Istotne zastrzeżenie: fakt, że prokuratura wnioskuje o przesunięcie terminu, nie oznacza automatycznej zgody sądu. „Jeśli sąd odmówi, magistrat musi po prostu odnieść się do litery prawa, bez wchodzenia w szczegóły”, decyduje Gilles de Villers Grand Champs.
Z kolei prokuratura w Brukseli ogłasza, że nie zapewnia już obecności na rozprawach Sądu Wykonywania Kar (TAP) i nie wydaje opinii dla sędziego ds. wykonywania kar, z wyjątkiem rozpraw odwoławczych. Oznacza to, że poza przypadkami nieprzestrzegania warunków zwolnienia przez więźnia, prokuratura nie uczestniczy już w decyzjach dotyczących korekt kary (zwolnienia warunkowe, zezwolenia na wyjście itp.). W sprawach gospodarczych i finansowych priorytet nadaje się sprawom korupcji publicznej, sprzeniewierzenia środków publicznych, nielegalnego czerpania korzyści i oszustw dotyczących subsydiów.
Powszechne niezadowolenie w systemie sądownictwa
Decyzja o przesunięciu niektórych rozpraw, podjęta w piątek podczas spotkania wszystkich szefów organów prokuratury (pierwszej instancji, prokuratura pracy, prokuratura generalna), wpisuje się w kontekst powszechnego niezadowolenia w środowisku prawniczym. Magistraci piętnują brak zastępowania personelu, nieaktualizowane od dziesięcioleci ramy zatrudnienia oraz nieznośny poziom obciążenia pracą. „Nigdy nie doświadczyliśmy tak krytycznej sytuacji”, mówi Gilles de Villers Grand Champs. Obecne napięcia odzwierciedlają głęboki dyskomfort w systemie sądownictwa: z powodu braku środków cały łańcuch wymiaru sprawiedliwości jest obecnie osłabiony. „W Liège ramy zatrudnienia nie są już wypełnione. W ciągu kilku tygodni będziemy mieć 55 lub 56 magistratów zamiast 71, normy ustalonej w latach 70… Trzeba się zaktualizować.” „To kropla, która przepełniła czarę goryczy. Żądamy politycznego uświadomienia sobie stanu jednego z trzech fundamentalnych filarów naszej demokracji”, dodaje.
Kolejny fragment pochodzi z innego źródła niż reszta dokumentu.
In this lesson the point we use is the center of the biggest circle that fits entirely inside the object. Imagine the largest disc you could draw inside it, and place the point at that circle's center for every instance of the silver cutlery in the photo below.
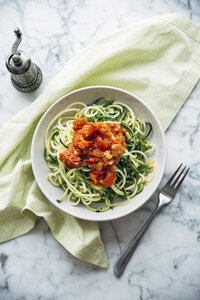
(166, 195)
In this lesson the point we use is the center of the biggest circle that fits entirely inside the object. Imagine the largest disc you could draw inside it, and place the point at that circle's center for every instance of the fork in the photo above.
(166, 195)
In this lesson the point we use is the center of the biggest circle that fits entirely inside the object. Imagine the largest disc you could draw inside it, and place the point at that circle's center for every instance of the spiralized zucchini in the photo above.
(132, 169)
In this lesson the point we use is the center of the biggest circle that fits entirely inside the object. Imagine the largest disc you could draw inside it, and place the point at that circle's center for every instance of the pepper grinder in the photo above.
(25, 75)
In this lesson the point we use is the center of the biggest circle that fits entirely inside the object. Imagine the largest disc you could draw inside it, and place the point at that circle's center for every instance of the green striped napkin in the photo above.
(157, 60)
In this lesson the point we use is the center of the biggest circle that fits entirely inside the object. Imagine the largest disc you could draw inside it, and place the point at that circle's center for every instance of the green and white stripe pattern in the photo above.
(132, 169)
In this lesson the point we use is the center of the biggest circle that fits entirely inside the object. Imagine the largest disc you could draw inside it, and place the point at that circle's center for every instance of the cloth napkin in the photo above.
(157, 60)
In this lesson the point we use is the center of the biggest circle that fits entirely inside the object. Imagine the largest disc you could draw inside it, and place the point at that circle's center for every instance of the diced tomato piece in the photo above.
(101, 144)
(108, 180)
(90, 161)
(87, 132)
(79, 123)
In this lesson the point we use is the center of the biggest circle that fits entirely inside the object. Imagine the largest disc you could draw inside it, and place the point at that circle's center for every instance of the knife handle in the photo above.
(126, 254)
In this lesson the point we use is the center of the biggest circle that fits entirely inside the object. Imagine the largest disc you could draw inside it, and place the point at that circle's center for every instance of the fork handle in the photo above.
(126, 254)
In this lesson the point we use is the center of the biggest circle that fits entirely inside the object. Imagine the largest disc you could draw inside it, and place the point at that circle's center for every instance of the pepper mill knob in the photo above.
(26, 76)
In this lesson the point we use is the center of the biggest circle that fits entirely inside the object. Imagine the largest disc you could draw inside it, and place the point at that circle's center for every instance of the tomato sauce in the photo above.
(97, 146)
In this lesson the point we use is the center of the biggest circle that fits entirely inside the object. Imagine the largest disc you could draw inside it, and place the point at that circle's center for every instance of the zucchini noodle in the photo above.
(133, 166)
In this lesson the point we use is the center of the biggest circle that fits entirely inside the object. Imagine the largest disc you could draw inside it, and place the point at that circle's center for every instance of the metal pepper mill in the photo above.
(25, 75)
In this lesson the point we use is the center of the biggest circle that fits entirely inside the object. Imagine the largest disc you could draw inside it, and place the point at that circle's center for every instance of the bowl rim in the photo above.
(89, 88)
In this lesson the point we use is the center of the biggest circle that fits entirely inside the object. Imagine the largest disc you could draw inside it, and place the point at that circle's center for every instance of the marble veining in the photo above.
(166, 264)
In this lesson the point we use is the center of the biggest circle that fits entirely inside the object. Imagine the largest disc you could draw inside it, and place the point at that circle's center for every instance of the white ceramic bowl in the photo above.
(87, 95)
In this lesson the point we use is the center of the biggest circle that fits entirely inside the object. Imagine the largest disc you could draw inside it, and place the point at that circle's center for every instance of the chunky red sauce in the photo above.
(98, 146)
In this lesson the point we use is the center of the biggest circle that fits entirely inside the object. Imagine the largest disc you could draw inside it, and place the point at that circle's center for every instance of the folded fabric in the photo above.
(157, 60)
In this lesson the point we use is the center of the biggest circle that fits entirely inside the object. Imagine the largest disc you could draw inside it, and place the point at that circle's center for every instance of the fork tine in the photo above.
(178, 186)
(171, 178)
(176, 179)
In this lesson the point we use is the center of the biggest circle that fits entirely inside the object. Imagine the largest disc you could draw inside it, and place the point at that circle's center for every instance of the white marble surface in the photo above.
(166, 265)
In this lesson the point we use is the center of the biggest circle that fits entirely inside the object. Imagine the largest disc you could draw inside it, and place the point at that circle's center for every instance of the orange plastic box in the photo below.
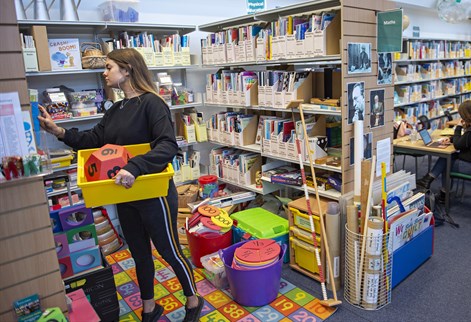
(105, 192)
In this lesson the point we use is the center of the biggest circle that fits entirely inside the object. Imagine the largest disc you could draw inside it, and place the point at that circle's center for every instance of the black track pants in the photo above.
(156, 220)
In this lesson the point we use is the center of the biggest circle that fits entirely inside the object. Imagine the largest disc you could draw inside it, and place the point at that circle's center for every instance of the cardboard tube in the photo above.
(358, 156)
(332, 226)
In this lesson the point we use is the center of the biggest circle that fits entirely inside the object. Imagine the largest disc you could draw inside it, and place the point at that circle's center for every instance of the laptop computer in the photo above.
(425, 135)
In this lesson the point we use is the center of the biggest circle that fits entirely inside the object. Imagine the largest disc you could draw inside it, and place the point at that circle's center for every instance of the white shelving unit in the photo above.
(436, 52)
(331, 60)
(92, 78)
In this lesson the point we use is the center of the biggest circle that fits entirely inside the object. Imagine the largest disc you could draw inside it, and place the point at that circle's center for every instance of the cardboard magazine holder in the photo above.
(326, 42)
(241, 55)
(41, 41)
(303, 92)
(248, 178)
(247, 136)
(158, 59)
(250, 50)
(168, 56)
(261, 49)
(148, 55)
(186, 56)
(250, 95)
(291, 47)
(231, 53)
(204, 55)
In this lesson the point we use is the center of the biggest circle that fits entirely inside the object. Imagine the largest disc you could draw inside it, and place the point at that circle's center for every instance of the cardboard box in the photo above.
(41, 41)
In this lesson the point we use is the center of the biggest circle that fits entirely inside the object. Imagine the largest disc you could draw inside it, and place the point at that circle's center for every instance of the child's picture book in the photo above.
(65, 54)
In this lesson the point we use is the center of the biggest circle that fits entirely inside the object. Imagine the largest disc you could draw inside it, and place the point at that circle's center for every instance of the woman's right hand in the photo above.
(46, 122)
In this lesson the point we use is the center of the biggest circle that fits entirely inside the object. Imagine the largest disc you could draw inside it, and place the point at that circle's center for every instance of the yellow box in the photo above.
(301, 220)
(105, 192)
(61, 161)
(304, 255)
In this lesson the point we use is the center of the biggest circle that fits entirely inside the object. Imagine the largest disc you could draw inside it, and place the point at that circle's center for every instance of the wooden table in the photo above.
(453, 122)
(404, 145)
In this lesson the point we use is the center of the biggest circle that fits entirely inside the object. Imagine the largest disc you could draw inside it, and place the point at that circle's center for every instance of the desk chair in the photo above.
(464, 177)
(448, 115)
(425, 123)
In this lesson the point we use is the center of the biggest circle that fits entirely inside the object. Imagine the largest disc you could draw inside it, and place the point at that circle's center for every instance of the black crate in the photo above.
(100, 288)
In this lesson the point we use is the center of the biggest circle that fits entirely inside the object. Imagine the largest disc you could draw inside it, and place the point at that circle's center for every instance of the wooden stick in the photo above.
(335, 301)
(367, 214)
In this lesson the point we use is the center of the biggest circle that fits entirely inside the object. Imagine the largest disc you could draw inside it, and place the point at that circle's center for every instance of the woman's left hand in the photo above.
(124, 178)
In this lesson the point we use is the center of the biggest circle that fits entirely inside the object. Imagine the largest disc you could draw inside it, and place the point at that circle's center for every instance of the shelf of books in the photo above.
(431, 75)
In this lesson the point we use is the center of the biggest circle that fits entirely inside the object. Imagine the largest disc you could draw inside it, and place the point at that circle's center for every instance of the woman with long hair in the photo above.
(141, 117)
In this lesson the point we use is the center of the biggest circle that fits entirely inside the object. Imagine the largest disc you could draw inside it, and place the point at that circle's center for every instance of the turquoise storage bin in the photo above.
(258, 223)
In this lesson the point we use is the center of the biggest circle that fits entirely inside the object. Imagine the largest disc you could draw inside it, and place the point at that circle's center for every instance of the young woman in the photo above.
(461, 142)
(142, 117)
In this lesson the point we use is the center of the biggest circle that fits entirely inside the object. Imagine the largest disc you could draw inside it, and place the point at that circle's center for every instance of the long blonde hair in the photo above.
(133, 62)
(465, 112)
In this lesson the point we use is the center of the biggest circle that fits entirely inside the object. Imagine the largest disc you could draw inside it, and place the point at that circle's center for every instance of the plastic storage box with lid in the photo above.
(105, 192)
(258, 223)
(120, 10)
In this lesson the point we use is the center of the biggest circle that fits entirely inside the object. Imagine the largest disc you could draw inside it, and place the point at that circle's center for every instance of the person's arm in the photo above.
(163, 145)
(461, 142)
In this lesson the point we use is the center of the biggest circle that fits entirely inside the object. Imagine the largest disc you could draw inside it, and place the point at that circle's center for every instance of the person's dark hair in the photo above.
(465, 112)
(133, 62)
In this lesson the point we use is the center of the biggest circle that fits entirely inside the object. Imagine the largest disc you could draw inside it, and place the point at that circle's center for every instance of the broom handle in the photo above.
(309, 212)
(321, 215)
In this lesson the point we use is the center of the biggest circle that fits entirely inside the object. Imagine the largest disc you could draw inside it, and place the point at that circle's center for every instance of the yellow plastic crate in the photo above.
(304, 255)
(301, 220)
(304, 235)
(61, 162)
(105, 192)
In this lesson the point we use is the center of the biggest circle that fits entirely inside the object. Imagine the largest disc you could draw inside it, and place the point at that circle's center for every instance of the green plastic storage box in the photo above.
(258, 223)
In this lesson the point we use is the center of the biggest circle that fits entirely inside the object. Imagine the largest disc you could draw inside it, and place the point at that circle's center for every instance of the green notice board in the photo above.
(389, 31)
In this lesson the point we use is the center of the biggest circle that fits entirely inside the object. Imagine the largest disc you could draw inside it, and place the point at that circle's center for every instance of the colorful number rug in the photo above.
(292, 303)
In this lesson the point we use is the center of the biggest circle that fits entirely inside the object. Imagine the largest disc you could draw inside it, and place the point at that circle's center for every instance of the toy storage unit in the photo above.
(411, 255)
(302, 256)
(258, 223)
(100, 289)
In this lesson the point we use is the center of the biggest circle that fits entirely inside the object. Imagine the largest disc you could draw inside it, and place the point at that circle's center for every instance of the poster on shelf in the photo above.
(377, 108)
(65, 54)
(12, 131)
(389, 31)
(359, 58)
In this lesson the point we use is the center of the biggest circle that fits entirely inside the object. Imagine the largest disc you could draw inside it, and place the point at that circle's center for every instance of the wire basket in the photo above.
(368, 288)
(92, 55)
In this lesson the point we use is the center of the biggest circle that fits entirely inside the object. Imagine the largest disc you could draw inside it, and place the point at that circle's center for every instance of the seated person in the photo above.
(462, 143)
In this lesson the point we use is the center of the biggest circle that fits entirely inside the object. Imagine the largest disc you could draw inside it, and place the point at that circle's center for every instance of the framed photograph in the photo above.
(367, 147)
(384, 68)
(356, 102)
(359, 58)
(377, 108)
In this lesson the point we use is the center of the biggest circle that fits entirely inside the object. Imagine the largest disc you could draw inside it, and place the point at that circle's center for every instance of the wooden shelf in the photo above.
(307, 109)
(429, 59)
(431, 99)
(100, 27)
(330, 194)
(80, 119)
(429, 80)
(270, 15)
(329, 59)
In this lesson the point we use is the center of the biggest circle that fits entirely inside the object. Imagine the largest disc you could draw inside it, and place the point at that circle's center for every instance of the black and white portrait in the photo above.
(356, 102)
(384, 68)
(359, 58)
(377, 108)
(367, 147)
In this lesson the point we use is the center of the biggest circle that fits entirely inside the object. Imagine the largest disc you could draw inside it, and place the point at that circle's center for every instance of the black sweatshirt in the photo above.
(143, 119)
(462, 143)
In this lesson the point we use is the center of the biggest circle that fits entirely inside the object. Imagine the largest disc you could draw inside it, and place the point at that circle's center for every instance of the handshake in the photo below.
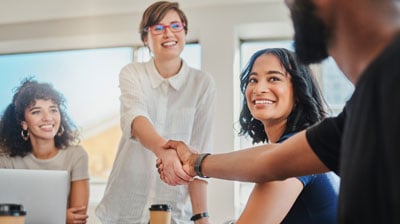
(177, 164)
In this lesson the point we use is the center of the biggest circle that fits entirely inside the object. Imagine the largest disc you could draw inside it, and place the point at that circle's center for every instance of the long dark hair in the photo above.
(309, 104)
(25, 95)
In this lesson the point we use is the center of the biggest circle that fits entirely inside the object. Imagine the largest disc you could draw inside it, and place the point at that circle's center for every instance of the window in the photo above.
(335, 88)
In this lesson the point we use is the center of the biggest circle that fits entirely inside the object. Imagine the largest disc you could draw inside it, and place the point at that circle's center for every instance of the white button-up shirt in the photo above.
(180, 108)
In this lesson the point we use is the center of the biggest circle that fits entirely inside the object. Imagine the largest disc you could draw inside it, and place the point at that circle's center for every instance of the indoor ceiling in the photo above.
(20, 11)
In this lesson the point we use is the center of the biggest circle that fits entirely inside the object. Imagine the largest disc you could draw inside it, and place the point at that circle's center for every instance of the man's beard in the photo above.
(311, 35)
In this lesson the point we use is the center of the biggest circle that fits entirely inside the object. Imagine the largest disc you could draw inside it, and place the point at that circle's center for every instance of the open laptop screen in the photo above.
(43, 193)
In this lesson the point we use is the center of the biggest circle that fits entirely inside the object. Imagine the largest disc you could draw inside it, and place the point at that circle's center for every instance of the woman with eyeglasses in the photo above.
(160, 99)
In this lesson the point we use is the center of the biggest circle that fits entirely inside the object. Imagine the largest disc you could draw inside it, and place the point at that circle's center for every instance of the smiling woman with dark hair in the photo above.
(280, 98)
(36, 133)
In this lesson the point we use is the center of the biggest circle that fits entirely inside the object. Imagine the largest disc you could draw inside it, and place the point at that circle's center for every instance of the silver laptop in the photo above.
(43, 193)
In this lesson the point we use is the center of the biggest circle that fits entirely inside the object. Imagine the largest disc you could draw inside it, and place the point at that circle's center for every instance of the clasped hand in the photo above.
(174, 165)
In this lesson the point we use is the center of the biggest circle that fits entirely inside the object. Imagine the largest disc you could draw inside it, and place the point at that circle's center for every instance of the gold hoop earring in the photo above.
(25, 134)
(61, 131)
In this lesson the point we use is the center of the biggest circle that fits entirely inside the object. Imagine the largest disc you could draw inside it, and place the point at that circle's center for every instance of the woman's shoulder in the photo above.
(77, 150)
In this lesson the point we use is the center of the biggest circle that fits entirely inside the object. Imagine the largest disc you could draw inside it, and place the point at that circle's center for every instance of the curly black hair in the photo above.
(25, 95)
(309, 104)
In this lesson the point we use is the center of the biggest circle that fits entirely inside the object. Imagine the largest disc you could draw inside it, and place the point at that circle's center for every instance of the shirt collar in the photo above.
(175, 81)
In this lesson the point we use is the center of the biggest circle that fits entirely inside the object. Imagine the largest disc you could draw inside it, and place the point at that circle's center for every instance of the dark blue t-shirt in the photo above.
(317, 202)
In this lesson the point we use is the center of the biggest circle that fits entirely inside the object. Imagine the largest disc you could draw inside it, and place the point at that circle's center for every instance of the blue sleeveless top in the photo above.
(317, 203)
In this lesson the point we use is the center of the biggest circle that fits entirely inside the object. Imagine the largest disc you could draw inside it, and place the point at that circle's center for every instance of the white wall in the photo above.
(218, 30)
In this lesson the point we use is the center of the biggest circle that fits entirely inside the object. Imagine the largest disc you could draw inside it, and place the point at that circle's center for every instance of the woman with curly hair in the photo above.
(36, 133)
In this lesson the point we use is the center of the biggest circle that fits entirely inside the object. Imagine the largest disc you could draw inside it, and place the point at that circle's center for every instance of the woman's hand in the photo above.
(170, 168)
(74, 215)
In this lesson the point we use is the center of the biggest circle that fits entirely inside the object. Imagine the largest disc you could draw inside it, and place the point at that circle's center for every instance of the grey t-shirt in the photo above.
(74, 159)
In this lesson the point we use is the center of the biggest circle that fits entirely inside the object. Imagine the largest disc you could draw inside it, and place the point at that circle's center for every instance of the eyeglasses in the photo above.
(160, 28)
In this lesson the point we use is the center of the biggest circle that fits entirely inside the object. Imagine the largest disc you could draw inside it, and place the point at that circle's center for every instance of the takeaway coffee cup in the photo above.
(160, 214)
(12, 214)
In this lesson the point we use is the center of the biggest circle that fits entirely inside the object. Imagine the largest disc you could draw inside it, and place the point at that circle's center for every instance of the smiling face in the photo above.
(42, 119)
(168, 44)
(269, 92)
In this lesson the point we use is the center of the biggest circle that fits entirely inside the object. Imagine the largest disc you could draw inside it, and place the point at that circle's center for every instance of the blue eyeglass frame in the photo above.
(160, 28)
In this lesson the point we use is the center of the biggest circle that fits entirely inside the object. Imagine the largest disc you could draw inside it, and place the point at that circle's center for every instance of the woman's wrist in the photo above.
(197, 164)
(199, 216)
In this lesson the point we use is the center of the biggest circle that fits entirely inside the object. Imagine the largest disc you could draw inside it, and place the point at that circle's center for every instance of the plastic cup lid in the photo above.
(12, 210)
(160, 207)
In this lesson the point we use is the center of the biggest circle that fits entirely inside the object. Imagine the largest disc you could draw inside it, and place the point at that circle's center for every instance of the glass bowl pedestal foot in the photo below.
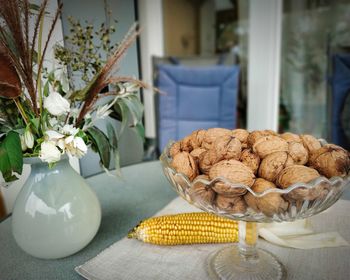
(245, 261)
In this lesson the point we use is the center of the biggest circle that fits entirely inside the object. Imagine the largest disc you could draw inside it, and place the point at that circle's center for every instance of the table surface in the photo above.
(143, 191)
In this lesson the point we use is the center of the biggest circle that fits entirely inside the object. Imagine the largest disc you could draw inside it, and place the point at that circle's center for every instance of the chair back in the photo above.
(195, 98)
(340, 86)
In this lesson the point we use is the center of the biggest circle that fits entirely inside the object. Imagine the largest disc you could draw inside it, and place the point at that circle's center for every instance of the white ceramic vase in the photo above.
(56, 213)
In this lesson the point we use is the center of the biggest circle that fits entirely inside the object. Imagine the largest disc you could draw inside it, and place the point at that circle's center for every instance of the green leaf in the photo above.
(35, 124)
(140, 131)
(100, 141)
(11, 158)
(113, 140)
(112, 136)
(124, 112)
(46, 89)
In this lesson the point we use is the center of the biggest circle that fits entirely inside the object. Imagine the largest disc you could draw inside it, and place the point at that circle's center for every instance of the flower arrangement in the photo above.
(44, 115)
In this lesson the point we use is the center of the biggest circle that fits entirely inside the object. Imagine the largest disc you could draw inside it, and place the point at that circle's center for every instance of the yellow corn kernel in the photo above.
(186, 228)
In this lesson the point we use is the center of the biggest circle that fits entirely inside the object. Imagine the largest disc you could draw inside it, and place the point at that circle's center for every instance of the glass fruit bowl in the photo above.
(245, 261)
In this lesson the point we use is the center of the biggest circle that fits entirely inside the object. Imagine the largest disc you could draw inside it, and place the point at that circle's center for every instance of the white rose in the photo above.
(53, 135)
(75, 146)
(49, 152)
(56, 104)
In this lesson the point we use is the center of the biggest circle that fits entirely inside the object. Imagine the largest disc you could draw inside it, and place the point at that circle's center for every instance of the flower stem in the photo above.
(21, 110)
(39, 70)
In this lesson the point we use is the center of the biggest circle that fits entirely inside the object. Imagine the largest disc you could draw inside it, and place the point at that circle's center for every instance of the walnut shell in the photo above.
(291, 137)
(250, 159)
(206, 161)
(212, 134)
(268, 204)
(196, 138)
(231, 205)
(273, 164)
(227, 147)
(197, 152)
(298, 152)
(269, 144)
(202, 192)
(186, 144)
(175, 149)
(298, 173)
(183, 162)
(256, 135)
(331, 160)
(310, 143)
(241, 134)
(234, 171)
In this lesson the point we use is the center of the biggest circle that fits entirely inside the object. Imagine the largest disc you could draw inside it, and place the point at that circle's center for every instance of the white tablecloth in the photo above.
(132, 259)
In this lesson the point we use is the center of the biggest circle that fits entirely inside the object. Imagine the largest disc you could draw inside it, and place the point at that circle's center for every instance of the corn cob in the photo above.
(187, 228)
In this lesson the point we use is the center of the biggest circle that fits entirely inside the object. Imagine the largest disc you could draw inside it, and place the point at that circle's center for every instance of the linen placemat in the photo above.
(130, 259)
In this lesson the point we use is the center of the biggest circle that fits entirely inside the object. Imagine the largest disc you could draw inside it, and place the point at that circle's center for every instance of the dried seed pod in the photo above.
(235, 172)
(212, 134)
(269, 144)
(250, 159)
(231, 205)
(291, 137)
(227, 147)
(183, 162)
(331, 160)
(310, 143)
(202, 192)
(298, 173)
(241, 134)
(273, 164)
(197, 152)
(298, 152)
(175, 149)
(268, 204)
(257, 134)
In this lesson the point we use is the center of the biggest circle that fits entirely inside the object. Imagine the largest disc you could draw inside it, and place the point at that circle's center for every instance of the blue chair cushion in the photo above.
(195, 98)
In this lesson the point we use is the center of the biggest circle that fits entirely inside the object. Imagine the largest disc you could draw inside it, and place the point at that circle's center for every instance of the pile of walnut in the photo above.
(261, 160)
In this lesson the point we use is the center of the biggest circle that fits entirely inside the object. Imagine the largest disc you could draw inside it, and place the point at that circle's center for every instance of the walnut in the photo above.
(196, 138)
(225, 147)
(241, 134)
(299, 173)
(310, 143)
(202, 192)
(175, 149)
(231, 205)
(205, 161)
(183, 162)
(273, 164)
(331, 160)
(257, 134)
(298, 152)
(212, 134)
(268, 204)
(235, 172)
(197, 152)
(291, 137)
(269, 144)
(186, 144)
(250, 159)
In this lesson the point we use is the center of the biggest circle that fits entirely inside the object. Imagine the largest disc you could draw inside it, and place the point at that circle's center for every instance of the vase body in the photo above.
(56, 213)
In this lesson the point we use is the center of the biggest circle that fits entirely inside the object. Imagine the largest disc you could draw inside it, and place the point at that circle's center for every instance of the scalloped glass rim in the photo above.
(297, 209)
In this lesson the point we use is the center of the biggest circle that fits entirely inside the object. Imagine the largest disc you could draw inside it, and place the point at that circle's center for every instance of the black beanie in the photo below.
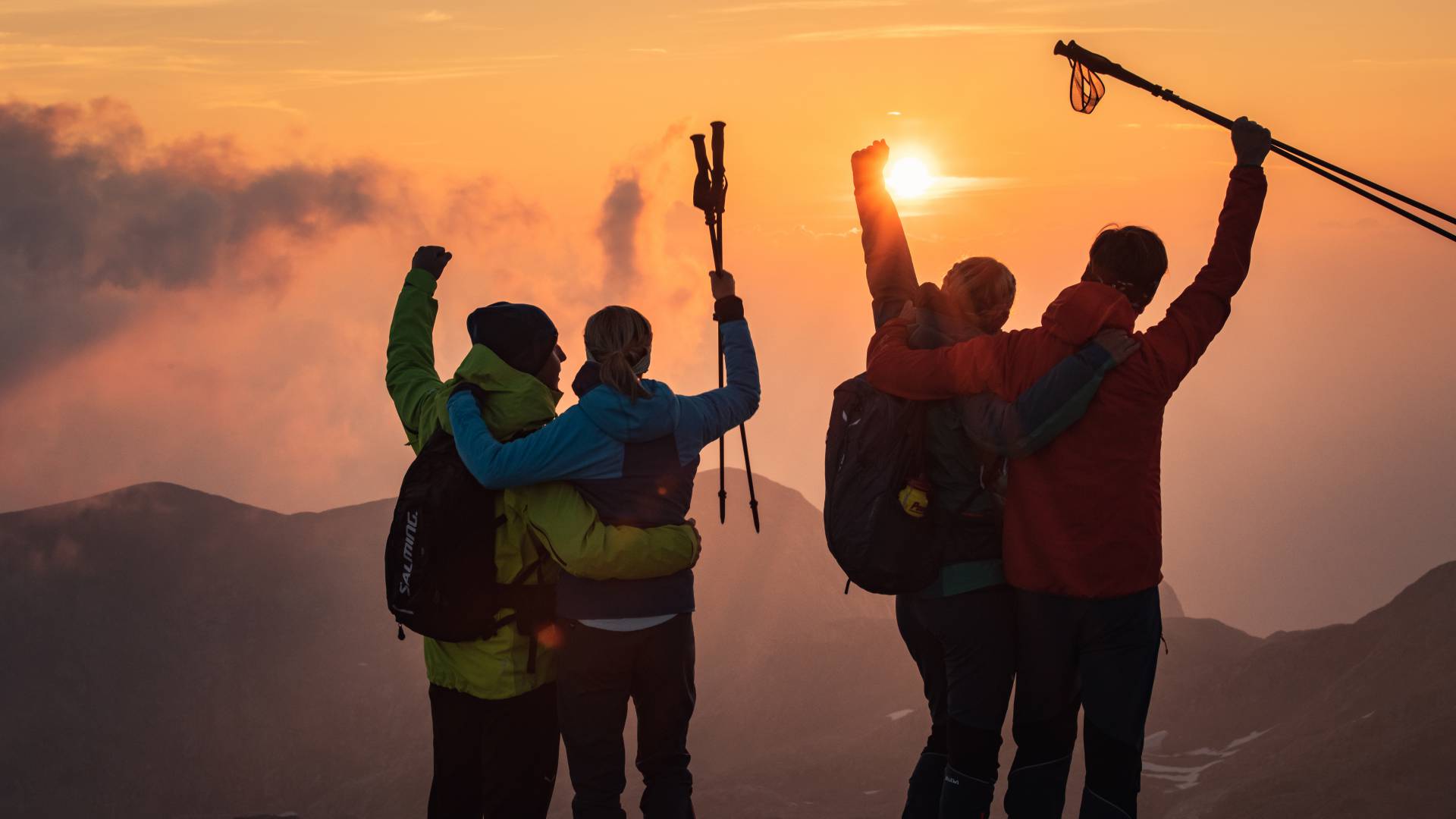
(523, 335)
Równoległe działania protestu w systemie penitencjarnym
Równocześnie, 16 kwietnia, magistraci w całym kraju ogłosili, że nie przestrzegają już zawieszenia wykonania krótkich kar. Od października prokuratury miały zalecenie zawieszenia wykonania kar pozbawienia wolności krótszych niż pięć lat, co miało na celu ograniczenie wzrostu populacji więziennej. Od stycznia zawieszenie to dotyczy jedynie kar od zera do trzech lat. Obecnie ponad 4000 wyroków pozostaje niewykonanych. Mimo że wydano nakazy aresztowania, czyli oficjalne wezwania nakazujące skazanym zgłoszenie się do najbliższego więzienia, środek ten pozostaje w dużej mierze symboliczny. Gdy skazany zgłosi się do zakładu karnego, zostanie po prostu poproszony o powrót do domu i ponowne zgłoszenie się 6 czerwca 2025 r., daty, do której minister Verlinden przedłużyła zawieszenie wykonania kar od zera do trzech lat.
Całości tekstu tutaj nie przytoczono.